Synthesis of Ti/MMO electrodes

Each activated sample was coated by the simple dip coating technique in the respective precursor bath for a sufficient time of 2–3 s, dried at 130 °C for 20 min, later at 250 °C for 10 min to improve the adherence of the coating, and finally calcinated at 450 °C for 10 min to eliminate all chloride ions and form the oxides. The coating procedure was applied 5 and 10 times (cycles) to obtain the desired weight gain (~ 1.5 mg/cm²). Proper concentrations over a domain of 0.01 M to 0.5 M from the precursor (RuCl₃.3H₂O and TiCl₃) solution were prepared in 1:1 of 33% HCl and distilled water. As depicted in Table 1, seven binary samples (B1 to B7) with 60%RuO₂-40%TiO₂ were prepared. Based on the appropriate concentration of the binary coating (B3), a ternary sample (B8) was also prepared by replacing 10% of TiCl₃ in the deposition bath with (NH₄)₂IrCl₆ precursor at the specified concentration. This was attempted to move the OER potential far away from the CER potential. Thereafter, by replacing another 10% of TiCl₃ with both (NH₄)₂IrCl₆ and TaCl₅ to obtain the quaternary sample (B9) with 15% (NH₄)₂IrCl₆ and 5% TaCl₅ in the deposition bath. This was intended to boost the corrosion resistance of the synthesized electrode. To validate the added 5% Ta₂O₅ ratio to prepare the quaternary B9 electrode, another quaternary electrode containing 10% Ta₂O₅ was also prepared and compared with the first one. As shown in Fig. S1, it is evident that increasing the Ta content in the synthesized MMO electrode leads to an unwanted significant reduction in its efficiency. Therefore, 5% Ta₂O₅ was considered the optimum ratio of the quaternary coating necessary for the present application.

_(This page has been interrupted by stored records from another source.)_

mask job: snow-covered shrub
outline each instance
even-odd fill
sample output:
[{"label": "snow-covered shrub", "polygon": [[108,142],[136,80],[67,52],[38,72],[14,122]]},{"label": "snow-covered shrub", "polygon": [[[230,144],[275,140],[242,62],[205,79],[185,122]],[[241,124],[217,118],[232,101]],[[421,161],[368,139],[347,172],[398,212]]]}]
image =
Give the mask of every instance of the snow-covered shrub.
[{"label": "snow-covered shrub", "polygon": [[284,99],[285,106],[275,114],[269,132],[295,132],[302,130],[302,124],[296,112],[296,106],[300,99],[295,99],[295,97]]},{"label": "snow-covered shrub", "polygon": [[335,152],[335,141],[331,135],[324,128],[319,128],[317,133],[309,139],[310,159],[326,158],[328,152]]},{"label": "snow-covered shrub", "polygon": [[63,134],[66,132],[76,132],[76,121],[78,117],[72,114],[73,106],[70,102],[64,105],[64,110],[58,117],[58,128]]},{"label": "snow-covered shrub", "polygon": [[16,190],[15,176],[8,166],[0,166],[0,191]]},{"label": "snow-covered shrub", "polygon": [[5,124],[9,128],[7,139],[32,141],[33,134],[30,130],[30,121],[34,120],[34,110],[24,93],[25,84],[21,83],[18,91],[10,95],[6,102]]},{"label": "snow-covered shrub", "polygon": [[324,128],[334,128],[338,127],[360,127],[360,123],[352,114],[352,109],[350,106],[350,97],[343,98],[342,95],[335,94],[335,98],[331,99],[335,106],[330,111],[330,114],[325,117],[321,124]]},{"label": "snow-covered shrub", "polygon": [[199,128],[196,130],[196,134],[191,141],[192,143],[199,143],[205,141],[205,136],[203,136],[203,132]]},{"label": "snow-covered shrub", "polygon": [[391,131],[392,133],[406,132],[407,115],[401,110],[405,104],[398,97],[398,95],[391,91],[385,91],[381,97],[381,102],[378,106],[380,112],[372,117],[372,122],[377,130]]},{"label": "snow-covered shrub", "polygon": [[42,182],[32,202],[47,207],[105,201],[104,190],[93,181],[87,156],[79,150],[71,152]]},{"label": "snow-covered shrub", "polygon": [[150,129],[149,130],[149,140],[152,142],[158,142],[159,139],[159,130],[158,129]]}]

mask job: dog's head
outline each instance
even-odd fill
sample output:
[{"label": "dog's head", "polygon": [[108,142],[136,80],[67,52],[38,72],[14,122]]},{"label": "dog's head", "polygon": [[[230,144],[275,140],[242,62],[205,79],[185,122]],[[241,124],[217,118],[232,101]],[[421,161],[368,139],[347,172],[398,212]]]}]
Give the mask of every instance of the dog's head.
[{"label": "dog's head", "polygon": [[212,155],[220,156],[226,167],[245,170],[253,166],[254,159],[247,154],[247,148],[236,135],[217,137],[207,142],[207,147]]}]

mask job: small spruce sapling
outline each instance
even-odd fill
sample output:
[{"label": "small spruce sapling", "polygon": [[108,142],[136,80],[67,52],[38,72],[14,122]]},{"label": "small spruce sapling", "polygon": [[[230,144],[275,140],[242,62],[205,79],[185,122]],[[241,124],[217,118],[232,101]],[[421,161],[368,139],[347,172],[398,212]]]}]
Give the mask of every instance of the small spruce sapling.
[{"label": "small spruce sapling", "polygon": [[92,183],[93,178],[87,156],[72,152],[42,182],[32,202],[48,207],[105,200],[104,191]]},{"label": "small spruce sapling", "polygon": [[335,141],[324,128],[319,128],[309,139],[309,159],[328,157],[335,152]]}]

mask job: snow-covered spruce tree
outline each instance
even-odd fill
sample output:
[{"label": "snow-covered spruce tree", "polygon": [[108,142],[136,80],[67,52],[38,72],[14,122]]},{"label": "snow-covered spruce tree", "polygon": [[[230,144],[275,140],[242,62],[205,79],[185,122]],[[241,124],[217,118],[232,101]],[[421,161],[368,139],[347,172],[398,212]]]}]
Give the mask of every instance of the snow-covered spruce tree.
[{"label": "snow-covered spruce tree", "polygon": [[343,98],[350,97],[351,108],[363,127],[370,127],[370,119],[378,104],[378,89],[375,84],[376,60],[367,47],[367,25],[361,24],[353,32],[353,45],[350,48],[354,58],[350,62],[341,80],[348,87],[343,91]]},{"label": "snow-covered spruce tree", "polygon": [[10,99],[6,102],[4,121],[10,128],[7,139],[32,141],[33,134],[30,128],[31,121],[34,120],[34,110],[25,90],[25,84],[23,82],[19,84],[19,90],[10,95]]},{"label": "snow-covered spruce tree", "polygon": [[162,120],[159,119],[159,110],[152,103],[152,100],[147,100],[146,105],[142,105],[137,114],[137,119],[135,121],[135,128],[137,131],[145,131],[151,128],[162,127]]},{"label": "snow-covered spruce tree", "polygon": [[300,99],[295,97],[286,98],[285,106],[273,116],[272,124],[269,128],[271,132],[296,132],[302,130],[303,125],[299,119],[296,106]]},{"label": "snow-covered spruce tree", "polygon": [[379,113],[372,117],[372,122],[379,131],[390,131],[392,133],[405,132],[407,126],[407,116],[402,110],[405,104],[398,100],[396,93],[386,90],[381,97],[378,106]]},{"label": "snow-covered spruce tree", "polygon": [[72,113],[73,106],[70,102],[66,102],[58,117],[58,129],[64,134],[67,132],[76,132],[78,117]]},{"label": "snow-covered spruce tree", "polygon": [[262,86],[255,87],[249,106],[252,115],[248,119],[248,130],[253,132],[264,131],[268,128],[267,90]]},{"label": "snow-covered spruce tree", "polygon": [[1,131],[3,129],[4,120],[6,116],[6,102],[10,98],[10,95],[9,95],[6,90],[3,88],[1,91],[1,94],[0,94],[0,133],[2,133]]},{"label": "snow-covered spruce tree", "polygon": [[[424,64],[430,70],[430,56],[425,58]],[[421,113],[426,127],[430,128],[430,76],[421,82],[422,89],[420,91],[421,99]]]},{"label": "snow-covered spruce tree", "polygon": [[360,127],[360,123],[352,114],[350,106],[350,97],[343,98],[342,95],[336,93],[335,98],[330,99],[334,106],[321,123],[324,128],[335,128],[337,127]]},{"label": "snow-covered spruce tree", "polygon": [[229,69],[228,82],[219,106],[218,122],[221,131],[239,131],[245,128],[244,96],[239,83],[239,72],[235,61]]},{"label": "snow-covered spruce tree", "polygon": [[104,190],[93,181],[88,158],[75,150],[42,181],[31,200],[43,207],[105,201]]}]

Table 1 Bath composition of the different MMO-coated samples.

Physical characterization techniques

Surface characterization of the MMO-coated samples was performed using a field emission scanning electron microscope (FESEM Quanta FEG 250). The Thermo Fisher Quanta FEG 250 can be operated under 1.2 nm at 30 kV and 2.3 nm at 1 kV with beam deceleration in high vacuum using the in-column detector. The Quanta FEG 250 is equipped with an energy-dispersive X-ray spectrometer (EDS) unit with a field emission gun operating at 20 kV. It can provide rapid, qualitative, and quantitative elemental composition analysis with a sample depth range of about 1–4 microns.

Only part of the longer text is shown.